As If: An Autobiography traces the complex life and career of director, scholar, and theorist Herbert Blau, one of the most innovative voices in the American theater. From his earliest years on the streets of Brooklyn, with gang wars there, to the often embattled, now-legendary Actor's Workshop of San Francisco, the powerfully told story of Blau's first four decades is also a social history, moving from the Great Depression to the cold war, with fallout from "the balance of terror" on what he once described in an incendiary manifesto as The Impossible Theater.
Blau has always forged his own path, from his activist resistance to the McCarthy witch hunts to his emergence as a revolutionary director whose work included the controversial years at The Workshop, which introduced American audiences to major playwrights of the European avant-garde, including Brecht, Beckett, Genet, and Pinter. There is also an account here of that notorious production of Waiting for Godot at the maximum-security prison at San Quentin, which became the insignia of the Theater of the Absurd.
Blau went on from The Workshop to become codirector of the Repertory Theater of Lincoln Center, and then founding provost of California Institute of the Arts, where he developed and became artistic director of the experimental group KRAKEN. Currently Byron W. and Alice L. Lockwood Professor of the Humanities at the University of Washington, Blau has been visionary in the passage from theater to theory, and his many influential and award-winning books include The Dubious Spectacle: Extremities of Theater, 1976–2000; Sails of the Herring Fleet: Essays on Beckett; Nothing in Itself: Complexions of Fashion; To All Appearances: Ideology and Performance; The Audience; The Eye of Prey: Subversions of the Postmodern; and Take Up the Bodies: Theater at the Vanishing Point.
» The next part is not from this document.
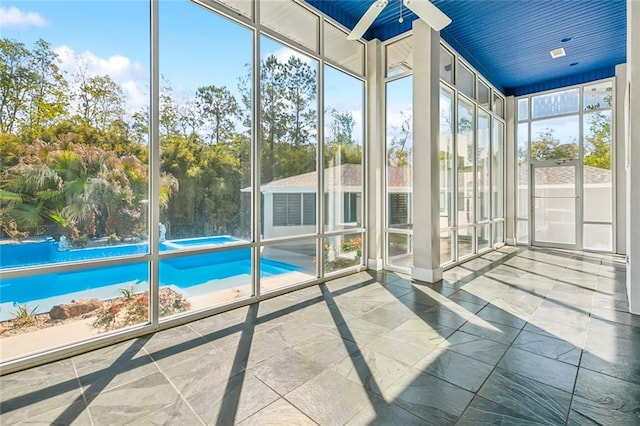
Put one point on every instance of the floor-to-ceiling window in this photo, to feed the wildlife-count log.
(399, 154)
(243, 161)
(565, 167)
(471, 161)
This richly evocative book includes never-before-published photographs of the author, his family and friends, collaborators in the theater, and theater productions.
"I read As If from cover to cover, engaged and powerfully moved by a familiar brilliance . . . Blau holds an utterly unique place in twentieth-century American theater, in American culture, and in theater theory and practice."
—Elin Diamond, Rutgers University
"Few theater practitioners have had comparable influence in American theater; few have endured such intoxicating highs and dispiriting lows; none, arguably, has reflected so deeply and sharply about so wide a spectrum of first-hand practical experience."
—Linda Gregerson, University of Michigan
"Masterful . . . a brilliant and touching book written with honesty and humility . . . In addition, it serves as an admirable introduction to Blau's theories, providing a context for his complex and sometimes difficult ideas."
—John Lutterbie, Stony Brook University
"From his childhood in the 'Jewish heart' of Brooklyn to his memorable production of Endgame in the 1960s, Herbert Blau's autobiography provides not only more of Blau's penetrating insights into dramatists like Beckett and into the complex cross-currents of the American experimental theatre of this turbulent period. It is also a rich, deeply felt and powerfully expressed chronicle of cultural change that goes far beyond specific theatrical productions to offer a valuable personal view of the years that did so much to shape the contemporary world, expressed by one of the theatre community's most original and articulate thinkers."
—Marvin Carlson, Sidney E. Cohn Professor of Theatre and Comparative Literature, The Graduate Center, The City University of New York
"Herb Blau's memoir—of his life, but also of an era—captures what has always been important about his work. 'Blooded thought', he taught us to call it—the embodied process of 'finding yourself divided, in the embrace of what's remembered'. His vivid account of childhood in a particular kind of American neighbourhood is complemented by reflection on his years in San Francisco when the theatre and the Cold War unfolded as mutual antagonists in his personal drama. Acute, insightful, and sometimes painful, it is also an intellectual page-turner."